Slashdot Mirror

← Back to Stories (view on slashdot.org)

Tearing Down China's Great Firewall

Posted by ryuzaki0 on from the best-work-done-in-basements dept.

quadsoft writes to tell us The Toronto Star has a look at three University Toronto computer geeks who are working hard to circumvent the internet censorship problems like those found in China. From the article: "But the computer smarts of Ron Deibert, Nart Villeneuve, and Michael Hull, combined with their passion for politics and free expression, have led them to develop a highly anticipated software program that allows Internet users inside China and other countries, such as Iran, Saudi Arabia and Burma, to get around repressive censorship and not get caught."

1 of 410 comments (clear)

  1. Re:Sure, because it's different things by The+MAZZTer · · Score: 5, Informative

    That's not how public/private key cryptography works. If it did, any script kiddie could grab the private key in transmission.

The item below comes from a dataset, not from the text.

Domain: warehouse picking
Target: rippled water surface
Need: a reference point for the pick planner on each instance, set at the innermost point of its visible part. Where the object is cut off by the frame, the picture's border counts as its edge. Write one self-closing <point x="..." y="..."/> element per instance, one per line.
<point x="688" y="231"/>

    The reason the private key is called so is becasuse it is never transmitted. It stays on the machine that came up with it.

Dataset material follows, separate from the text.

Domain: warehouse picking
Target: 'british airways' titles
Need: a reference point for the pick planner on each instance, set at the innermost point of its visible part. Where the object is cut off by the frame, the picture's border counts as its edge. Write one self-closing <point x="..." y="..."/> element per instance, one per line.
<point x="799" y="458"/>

    Here's how it works, and we can assume both machines do the same thing for each other. One comp comes up with a private key and public key pair, where things encrypted with the public key can only be decrypted with the private key (and not with the public). Then, the machine can send the public key plaintext (or with some other form of encryption, which we can assume can be cracked much easier than the key pair cryptosystem we're using for the bulk of the data). The receiving machine uses the public key to encrypt it's data and sends the encrypted data.

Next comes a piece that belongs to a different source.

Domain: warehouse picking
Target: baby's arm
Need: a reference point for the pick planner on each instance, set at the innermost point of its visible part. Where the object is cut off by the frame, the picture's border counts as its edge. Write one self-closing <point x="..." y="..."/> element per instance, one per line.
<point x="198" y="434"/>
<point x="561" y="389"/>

    Now if we assume any transmitted data can be evesdropped upon, the hacker has our public encryption key and the encrypted data... but he doesn't have the private encryption key! The data is useless to him! (Unless the key pair is weak, the data is weak, or the hacker has the hardware to brute force keys, but we'll assume the users are smart enough to avoid the first two and the cryptosystem uses a long enough key to make the last one futile.) The first computer gets the encrypted data and decrypts it with the private key.

    A similar process, reversed, is used in certificates. They are encrypted with a private key, and the public key is made available. Assuming sufficient mechanisms are in place to assure that the public key does in fact belong to the original computer, any message decryptable with the public key shows that the message must have originated from the only legitimate computer with the private key.